Ooo, ooooo.....Was Carly talking about clouds in her coffee?

January 31, 2005
"Beast of Burden"

Bryan said...
Yet another reason as to why I don't live in NY or the Northeast for that matter. God made cars, and God made us to drive em. See, I have spent all day driving my snot green chevy wherever I wanted to go. Think about it. You want Wendy's... you go to wendy's. You want to move some stuff, well, just load it in the back of the trusty pickup. Wow! How do you yankess get along up there? No thanks... I'm staying here in Texas!!

7:35 PM


Anonymous said...
i'm confused....i thought bryan drove a corn dog.....(This is my most favorite comment of all the comments ever posted on my blog, by the way.
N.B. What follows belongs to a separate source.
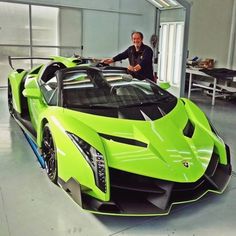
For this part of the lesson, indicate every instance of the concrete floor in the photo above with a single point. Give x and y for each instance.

Anonymous, you rock!)

March 12, 2005
"Update"

March 18, 2005
I just had a conversation with a Bear Rock employee that went like this:

me: Do you have hot tea?
her: Yeah, just the plain ol' black stuff (she retrieves it and shows it to me).
me: How much is it?
her: $1.18
me: OK, I'll take it.
her: Did you want some hot water for that?
me: No thanks, I'll just suck on the bag.
her: (Completely in earnest) Seriously?
me: (Completely in disbelief) No.

March 28, 2005
"Copycat Copycat!"

and the accompanying March 31, 2005
"My Tattoo"

April 6, 2005
"Burnin' all the shoes I've ever owned."
"Hold me closer, Tony Danza!"

And I believe that THIS is the longest blog I've ever posted...or the longest post I've ever blogged. I shall conclude with an entertaining sight I saw in Target the other day. You know how the sale stuff is all up at the front so you'll see it when you fist come in? Well, there were these little flower pot thingies, and on the description/price tag located on the shelf below them, the description said, "GROW POT." Target!! For shame!!

Thank you thank you, one and all, for reading so faithfully and making me feel worthwhile as a writer.